Когда так отвечают, значит, живется не слишком весело. Сказал, что пишет роман и написал хорошую статью о своих переводах Шекспира. Так сам и сказал: «хорошую», с наивной чистосердечностью, в которой нет и тени самодовольства. Собирается еще написать большую статью о Блоке. Сняв перчатку, жмет руку и выходит на площади Революции. Смотрю вслед. Шуба все та же, чистопольская, очень поношенная, но шапка новая, высокая, котиковая. Словно догадавшись, что я гляжу на него, обернулся уже с перрона и улыбнулся своей белозубой улыбкой. Он самый молодой из всех своих современников…

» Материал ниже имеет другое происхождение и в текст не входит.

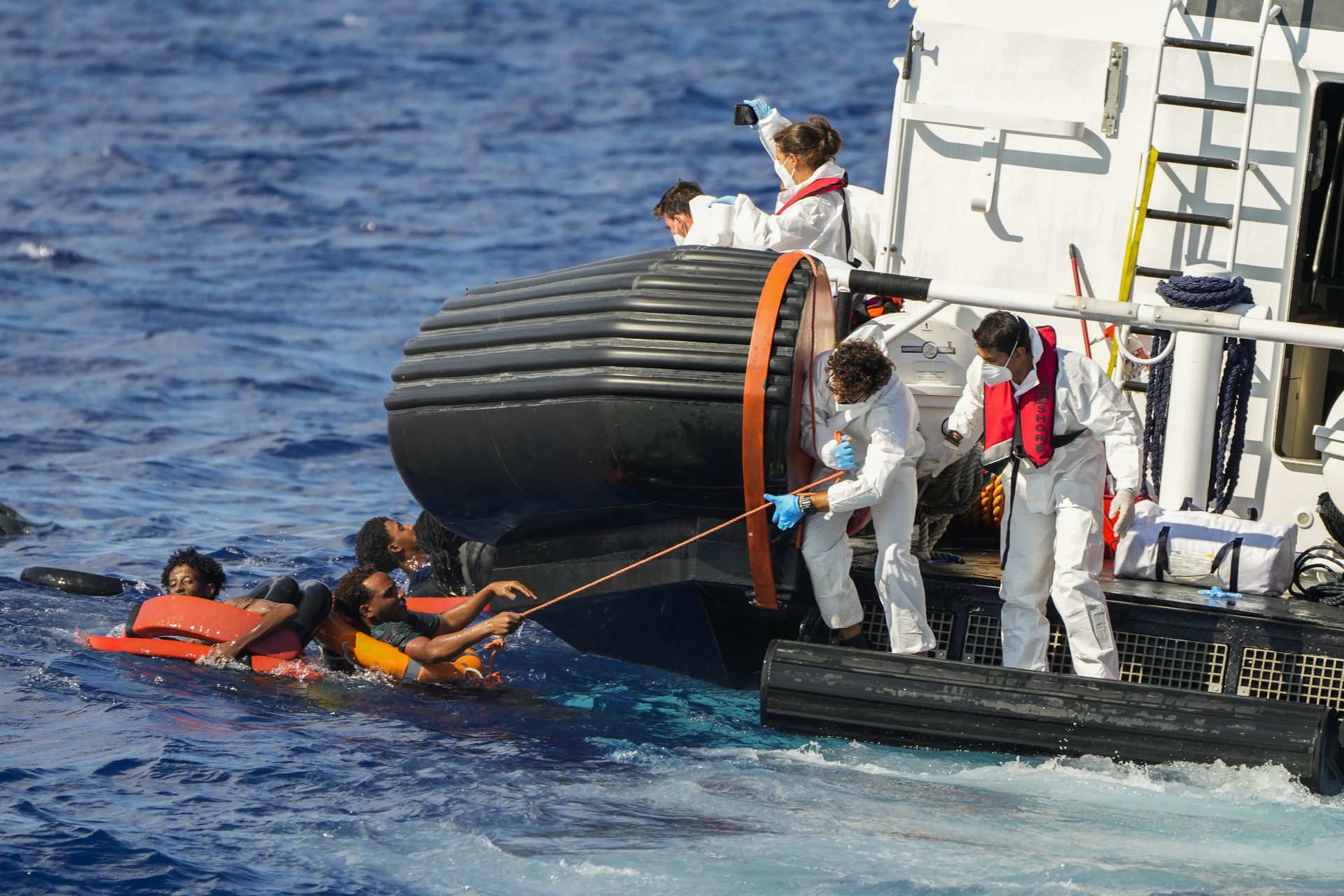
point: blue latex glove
(1217, 594)
(761, 108)
(844, 454)
(787, 511)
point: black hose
(1328, 561)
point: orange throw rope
(680, 545)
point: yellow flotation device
(340, 637)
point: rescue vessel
(587, 418)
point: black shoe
(857, 643)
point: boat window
(1313, 378)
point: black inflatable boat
(589, 416)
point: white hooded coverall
(710, 225)
(813, 223)
(886, 449)
(1054, 523)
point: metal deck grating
(1292, 676)
(875, 626)
(1171, 663)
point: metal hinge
(1114, 80)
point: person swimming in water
(279, 601)
(370, 601)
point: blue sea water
(219, 223)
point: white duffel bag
(1193, 547)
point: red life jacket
(818, 187)
(1030, 418)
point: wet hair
(207, 568)
(371, 546)
(1003, 332)
(676, 200)
(350, 594)
(813, 141)
(859, 365)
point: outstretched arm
(461, 615)
(447, 647)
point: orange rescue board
(342, 638)
(187, 617)
(192, 652)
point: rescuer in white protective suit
(855, 391)
(809, 211)
(1057, 422)
(687, 214)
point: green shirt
(416, 625)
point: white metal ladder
(1269, 10)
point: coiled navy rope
(1214, 295)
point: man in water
(370, 599)
(279, 601)
(388, 545)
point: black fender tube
(822, 690)
(74, 582)
(895, 285)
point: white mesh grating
(1292, 676)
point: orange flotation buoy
(369, 652)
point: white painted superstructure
(1022, 128)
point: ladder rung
(1156, 273)
(1210, 46)
(1202, 102)
(1203, 162)
(1190, 218)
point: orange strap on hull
(753, 428)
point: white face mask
(993, 375)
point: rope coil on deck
(1215, 295)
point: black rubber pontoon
(945, 704)
(589, 416)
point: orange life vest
(1025, 426)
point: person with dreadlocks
(1056, 422)
(855, 390)
(280, 601)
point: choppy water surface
(219, 223)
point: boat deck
(1167, 634)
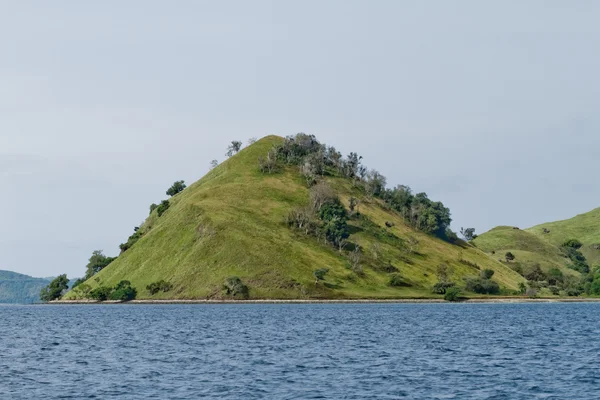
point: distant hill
(20, 289)
(232, 222)
(544, 246)
(584, 227)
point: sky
(490, 107)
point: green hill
(232, 222)
(20, 289)
(583, 227)
(543, 246)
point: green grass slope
(20, 289)
(231, 223)
(541, 244)
(584, 227)
(527, 248)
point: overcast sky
(488, 106)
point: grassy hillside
(543, 245)
(528, 248)
(584, 227)
(232, 223)
(20, 289)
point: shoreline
(510, 300)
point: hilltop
(20, 289)
(245, 219)
(571, 246)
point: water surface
(302, 351)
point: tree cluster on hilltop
(316, 160)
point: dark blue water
(362, 351)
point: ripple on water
(318, 351)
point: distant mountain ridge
(571, 246)
(18, 288)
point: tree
(468, 233)
(555, 276)
(101, 293)
(413, 242)
(535, 273)
(320, 194)
(443, 272)
(268, 164)
(163, 207)
(97, 262)
(319, 274)
(375, 184)
(486, 274)
(123, 291)
(355, 259)
(233, 148)
(452, 294)
(573, 243)
(353, 204)
(235, 287)
(55, 289)
(176, 188)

С начала 1947 года я часто встречаюсь с критиком Т. Мы оба книжные собиратели, и у нас идет оживленный обмен раритетами. Т. — страстный поклонник Пастернака. У него в толстых папках собраны вырезки любых статей, где только упоминается его имя, что не мешает ему активно участвовать во всех критических налетах на него. Он это делал с грациозным бесстыдством, не обременяя себя ни колебаниями, ни раскаянием. Написав что-нибудь наставительное в адрес Пастернака, звонил ему через несколько дней и выпрашивал его новые стихотворения. Как это ни странно, Б. Л. относился к нему снисходительно. Он приписывал Т. какую-то непонятную ему сложность и особого рода тонкость, чего не было и в помине. Впрочем, в широте вкусов Т. отказать было нельзя: он, бывший самым рьяным и ортодоксальным адептом «соцреализма» в поэзии, однажды несколько часов подряд читал мне с упоением Сологуба. Если бы Т. кто-нибудь назвал в глаза лицемером, он искренне огорчился бы и обиделся. Мир для него естественно делился на черные и белые квадраты, как шахматная доска. Он твердо знал правила игры: один слон ходит только по белым квадратам, другой по черным, и, не подвергая правила сомнениям, старается лучше и искуснее играть обоими слонами, что ему большей частью и удается, сохраняя при этом репутацию доброго малого. Но стихи — все и всякие — он любил искренне и был прирожденным эклектиком. Где-то в глубине души он был убежден: что бы он ни писал о ком-либо, хорошие стихи есть и останутся хорошими стихами, а неприятности, причиняемые поэтам статьями, преходящи и скоро забудутся. Так оно и случилось: он умер, и его все вспоминают вполне дружелюбно. Он вовсе не был психологическим уникумом. В те годы я знал одного человека, серьезно и глубоко интересовавшегося религиозно-философскими проблемами. Редкие книги, которые ему были нужны для его занятий, выдавались в Ленинской библиотеке только для «научных занятий» по особому разрешению (Флоренский, Федоров и другие). И он пошел служить в газету «Безбожник» — это было еще перед войной, — чтобы получить оттуда бумажку на пользование засекреченными книгами, как бы для целей атеистической пропаганды.